When I was applying to law schools, I remember writing that I wanted to become a lawyer, rather than a scientist, because that’s where the action was – lawyers would actually make environmental policy. This was ridiculously small-minded of me, and over the course of my career I have come to learn that the worlds of science and policy are inextricably linked. Unfortunately, not everyone learned this lesson -- today’s New York Times has a compelling story of what happens when a bunch of lawyers (in this case, five members of the United States Supreme Court) ignore science.
As I have written here, here, here, here, here, and here, the Clean Water Act – our country’s chief safeguard against water pollution – has been broken by a pair of Supreme Court decisions that suggest the law as it is currently written cannot protect certain kinds of water bodies. The decisions upset the longstanding rule that protected water bodies broadly, including wetlands and other “non-navigable” water bodies that are not connected to other surface waters, as well as a host of small streams (such as ones that do not flow year-round).
That principle was based on basic science -- so basic, in fact, that when I told my then 7- or 8-year-old son what I was working on, he was dumbstruck by the idea that it would be okay to pollute smaller headwaters, given their obvious relationship to the rest of the watershed. Scientists tell us that wetlands, even so-called “isolated” ones, curtail flooding, filter polluted runoff, provide critical habitat for a host of critters, and recharge underground drinking water sources. The smaller streams in the upper reaches of watersheds perform similar functions, and their destruction or pollution has predictable results for downstream waters.
The Supreme Court’s contrary approach was wrong on the law – the decisions overturned previously settled understandings that were faithful to the Act and to how Congress intended it to operate, and that prior interpretation had served the nation well for most of three decades. But the decisions were even worse on the facts; when the Court ignored elementary school science in favor of a legalistic reading, it forced pollution control officials to go through a time- and resource-intensive process to prove that a given water body has a significant enough relationship to a “navigable” one before protecting it. The practical result has been that thousands of water bodies have been cast aside as unprotected, as NRDC and a number of other conservation groups described in a pair of reports, available here and here.

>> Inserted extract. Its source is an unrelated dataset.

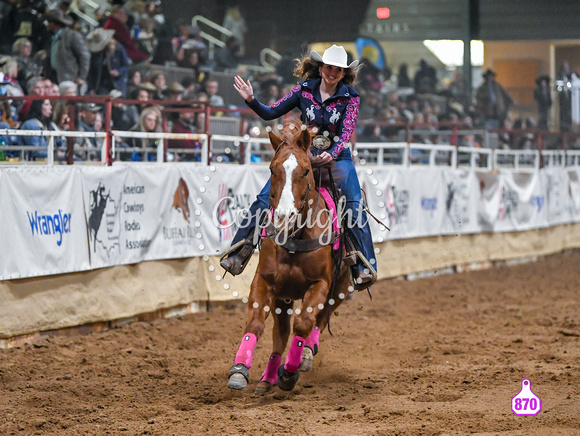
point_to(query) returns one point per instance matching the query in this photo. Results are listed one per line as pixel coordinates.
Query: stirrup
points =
(367, 265)
(237, 264)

Thankfully, as the Times describes today, there is a ready solution. The Supreme Court said that its decisions were based on the language of the Clean Water Act -- language that Congress can change. A bill called the Clean Water Restoration Act is pending in Congress right now; it would restore protections to the kinds of water bodies that the law previously protected and that today are in limbo. A compromise version of the bill has already passed a key Senate committee thanks to the leadership of Chairman Boxer and Senators Baucus and Klobuchar. The House of Representatives needs to act next, and the Chairman of the relevant House committee, Representative James Oberstar of Minnesota, has vowed to move companion legislation to fix the problem. You can help, by telling Chairman Oberstar that you support moving now to finally fix the law, and by getting in touch with your own representative to urge him or her to support a fix. Please do.
We need to make ourselves heard on this because there are powerful political forces working against it. Several industries that historically have been regulated by the Clean Water Act have lined up to oppose the bill, and have orchestrated a scheme to try to convince Congress to ignore the scientific need to correct the legal problem. As the Times reports:
“The game plan is to emphasize the scary possibilities,” said one member of the Waters Advocacy Coalition, which has fought the legislation and is supported by the American Farm Bureau Federation, the National Association of Home Builders and other groups representing industries affected by the Clean Water Act.
“If you can get Glenn Beck to say that government storm troopers are going to invade your property, farmers in the Midwest will light up their congressmen’s switchboards,” said the coalition member, who asked not to be identified because he thought his descriptions would anger other coalition participants. Mr. Beck, a conservative commentator on Fox News, spoke at length against the Clean Water Restoration Act in December.
Let’s hope that our leaders in Congress can see through the scare tactics to the scary scientific fact that failing to protect our critical water bodies will hurt public health and the environment.